Building a Fast Ops Incident Dashboard
Few things damage productivity as much as waiting. Waiting forces us to context switch, disrupts our creative momentum and eliminates our ability to experiment. Whether we are deploying a new service or troubleshooting a problem, waiting puts a heavy tax on efficient work.
Nothing is as delightful, then, as things that don’t make us wait: scripts that complete their work in under a second, queries that return instantly, and web pages that don’t take forever to load. Why do sysadmins love vim so much? Because you can open a file, run a text-replace command, save the file, and get back to shell, before your average IDE even boots up. Speed is invaluable for the operations person, and we at BigPanda are well aware of this. In fact, we are so passionate about speed, that we are committed to making BigPanda the fastest incident dashboard in the world. Here are a few architectural choices we’ve made to speed up our platform:
- Low-Latency Data Pipeline – Our data processing pipeline is composed of fast, message-driven micro-services. We measure and alert on the latency of each of those micro-services, ensuring that nothing ever evolves into a performance bottleneck. A full end-to-end event lifecycle (which includes, in the minimum, normalization, correlation, persistence and publishing) takes less than 100ms on average.
- Realtime Front-End – Old generation monitoring frontends relied on full page reloads for updating. Modern tools have implemented AJAX-based data polling. This is an improvement of course, but it still retains the inherent delay imposed by periodical updating. By contrast, BigPanda’s frontend maintains an open web-socket to our backend. New events and status updates are pushed to the frontend entirely in realtime. This means that a Nagios-generated alert is likely to appear in BigPanda before it shows up in the Nagios dashboard!

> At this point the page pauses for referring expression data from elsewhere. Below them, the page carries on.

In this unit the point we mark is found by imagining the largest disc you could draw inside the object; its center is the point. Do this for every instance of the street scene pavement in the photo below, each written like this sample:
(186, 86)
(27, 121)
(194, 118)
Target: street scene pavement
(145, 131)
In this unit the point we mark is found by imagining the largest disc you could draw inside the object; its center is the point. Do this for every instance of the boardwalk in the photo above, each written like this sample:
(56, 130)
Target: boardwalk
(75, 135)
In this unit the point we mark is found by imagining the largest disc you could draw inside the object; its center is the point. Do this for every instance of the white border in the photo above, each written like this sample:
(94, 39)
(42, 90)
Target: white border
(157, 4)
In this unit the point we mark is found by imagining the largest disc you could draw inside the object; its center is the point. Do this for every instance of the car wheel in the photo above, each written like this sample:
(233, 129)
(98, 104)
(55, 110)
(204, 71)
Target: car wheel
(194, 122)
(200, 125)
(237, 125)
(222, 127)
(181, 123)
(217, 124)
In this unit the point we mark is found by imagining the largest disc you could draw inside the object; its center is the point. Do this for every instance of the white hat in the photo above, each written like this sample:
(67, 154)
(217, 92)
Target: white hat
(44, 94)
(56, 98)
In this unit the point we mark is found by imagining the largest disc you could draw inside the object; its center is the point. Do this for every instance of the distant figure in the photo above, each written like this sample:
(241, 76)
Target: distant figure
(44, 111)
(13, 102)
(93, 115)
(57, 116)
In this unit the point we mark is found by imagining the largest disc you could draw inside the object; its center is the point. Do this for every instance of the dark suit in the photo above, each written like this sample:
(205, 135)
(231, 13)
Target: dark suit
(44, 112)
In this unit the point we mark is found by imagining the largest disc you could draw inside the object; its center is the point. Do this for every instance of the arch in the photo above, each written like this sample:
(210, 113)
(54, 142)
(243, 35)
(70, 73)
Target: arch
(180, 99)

- Reactive UI – Data-heavy web pages are often sluggish and clunky. To avoid this, our awesome web team implemented a set of UI performance optimizations (to name a few: virtual scrolling, flexbox liquid layouts, svg visualizations & manipulation buffering). We’ve tested our UI with tens of thousands of concurrent incidents and we’re happy to report next-to-zero impact on overall performance and responsiveness.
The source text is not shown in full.